# fondant for queen candy



## Ben Little (Apr 9, 2012)

I am wondering if regular bee fondant is okay to use in queen cages ? Or is it too soft, making it too fast of a release for her ?


----------



## bee keeper chef (Nov 1, 2015)

Should be fine I use everything from gummy bears to marshmallows what ever I have handy


----------



## Ben Little (Apr 9, 2012)

Gummy bears ?? How do you keep the employees from eating them first  I will give the fondant a try and see if it has at least a 2 day release on the JZ BZ cages


----------



## grozzie2 (Jun 3, 2011)

I've used jzbz cages for the last 3 years. Toward the tail end of last year I experimented trying to make candy with honey and powdered sugar, with some success, but it didn't solidify as much as I had hoped.

Prior to that, I used mini marshmallows. Stick one fresh mini marshmallow into the candy tube of the jzbz cage gives about a 24 hour release. Old stale ones that have gone a bit hard are a problem, when you roll them small enough to get into the tube part of the cage, they dont always expand enough to stay seated, and I've had once where using an older stale one the bees didn't touch it, after 5 days queen was still in the cage. I've used two a couple of times when I wanted a release to take longer than 24 hours, cant say for sure it made a difference because I didn't open up to check. But I can say this, the only time I've had a problem using the mini marshmallow was when I used the old stale ones.

For this year, I haven't decided yet if I'm going to try again making queen candy, or just buy a fresh bag of marshmallows.


----------



## ruthiesbees (Aug 27, 2013)

grozzie2 said:


> I've had once where using an older stale one the bees didn't touch it, after 5 days queen was still in the cage. I've used two a couple of times when I wanted a release to take longer than 24 hours, cant say for sure it made a difference because I didn't open up to check. But I can say this, the only time I've had a problem using the mini marshmallow was when I used the old stale ones.
> 
> For this year, I haven't decided yet if I'm going to try again making queen candy, or just buy a fresh bag of marshmallows.


 I completely agree with this statement.

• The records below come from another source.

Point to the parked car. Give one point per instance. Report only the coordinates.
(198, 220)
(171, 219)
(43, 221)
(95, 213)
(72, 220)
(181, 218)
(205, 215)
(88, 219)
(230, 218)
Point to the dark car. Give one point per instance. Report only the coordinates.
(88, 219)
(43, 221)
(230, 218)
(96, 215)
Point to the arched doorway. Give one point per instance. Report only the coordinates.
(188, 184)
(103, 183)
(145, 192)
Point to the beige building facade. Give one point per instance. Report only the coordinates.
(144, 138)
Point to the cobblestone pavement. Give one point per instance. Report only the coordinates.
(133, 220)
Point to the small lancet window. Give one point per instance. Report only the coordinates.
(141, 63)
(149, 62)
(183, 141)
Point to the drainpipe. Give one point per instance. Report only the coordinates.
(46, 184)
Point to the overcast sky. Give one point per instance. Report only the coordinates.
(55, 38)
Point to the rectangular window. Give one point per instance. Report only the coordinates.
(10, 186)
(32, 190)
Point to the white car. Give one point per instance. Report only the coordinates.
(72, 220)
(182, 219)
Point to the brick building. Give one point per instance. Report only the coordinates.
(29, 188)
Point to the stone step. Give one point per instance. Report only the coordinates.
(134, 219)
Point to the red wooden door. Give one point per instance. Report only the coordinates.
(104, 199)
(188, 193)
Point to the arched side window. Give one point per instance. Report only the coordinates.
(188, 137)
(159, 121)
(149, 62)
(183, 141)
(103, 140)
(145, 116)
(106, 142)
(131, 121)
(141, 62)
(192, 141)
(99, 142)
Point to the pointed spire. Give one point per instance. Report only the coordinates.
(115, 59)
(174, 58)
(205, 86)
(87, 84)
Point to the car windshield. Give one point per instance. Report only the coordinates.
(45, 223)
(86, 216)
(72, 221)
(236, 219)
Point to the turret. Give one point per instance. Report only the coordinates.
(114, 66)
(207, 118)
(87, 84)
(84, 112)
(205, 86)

Had 2 queens that I was introducing to 2 queenless nucs in January. Using stale marshmallows and in both cases, had to remove the stuff after 5 days to release the queen. Sometimes the 24 hrs isn't enough time though for the crew to get used to the new lady.


----------



## Ian (Jan 16, 2003)

We've been mixing honey and icing sugar. We make it very stiff
The honey keeps it from hardening


----------



## Ben Little (Apr 9, 2012)

Ian said:


> We've been mixing honey and icing sugar. We make it very stiff
> The honey keeps it from hardening


Does it matter if it is liquid honey ? I have a bunch of older honey set aside from skimming pails that had wax near the top, it is all crystallized but good enough to feed it to bees.


----------



## Ian (Jan 16, 2003)

All I use is granulated 
We really press the icing sugar in


----------



## Ben Little (Apr 9, 2012)

I will try that as well, thanks


----------



## Matt903 (Apr 8, 2013)

I have used that old timey candy called circus peanuts, you know, it looks like a large peanut? When it is fresh out of the bag, it will give a 3 day release every time. And it makes for a nice snack in the bee yard.


----------



## grozzie2 (Jun 3, 2011)

Ian said:


> All I use is granulated
> We really press the icing sugar in


I'll try again with granulated. When I did it, used liquid honey and pressed in as much powdered sugar as I could get it to take. It was still very soft a month later.


----------



## Ian (Jan 16, 2003)

We do a roll test with it, get at least 2-3"
(Clay roll test is how we measure the amount of clay in our soil, to determine capacity)


----------